Author:
Farrell Delaney,Baldi Pierre,Ott Jordan,Ghosh Aishik,Steiner Andrew W.,Kavitkar Atharva,Lindblom Lee,Whiteson Daniel,Weber Fridolin
Abstract
Abstract
The interiors of neutron stars reach densities and temperatures beyond the limits of
terrestrial experiments, providing vital laboratories for probing nuclear physics. While the
star's interior is not directly observable, its pressure and density determine the star's
macroscopic structure which affects the spectra observed in telescopes. The relationship between
the observations and the internal state is complex and partially intractable, presenting
difficulties for inference. Previous work has focused on the regression from stellar spectra of
parameters describing the internal state. We demonstrate a calculation of the full likelihood of
the internal state parameters given observations, accomplished by replacing intractable elements
with machine learning models trained on samples of simulated stars. Our machine-learning-derived
likelihood allows us to perform maximum a posteriori estimation of the parameters of
interest, as well as full scans.
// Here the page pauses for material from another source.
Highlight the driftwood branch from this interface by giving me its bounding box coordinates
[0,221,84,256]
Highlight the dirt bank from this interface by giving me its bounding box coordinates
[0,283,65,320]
We demonstrate the technique by inferring stellar mass and radius
from an individual stellar spectrum, as well as equation of state parameters from a set of
spectra. Our results are more precise than pure regression models, reducing the width of the
parameter residuals by 11.8% in the most realistic scenario. The neural networks will be released
as a tool for fast simulation of neutron star properties and observed spectra.
Subject
Astronomy and Astrophysics
Cited by
2 articles.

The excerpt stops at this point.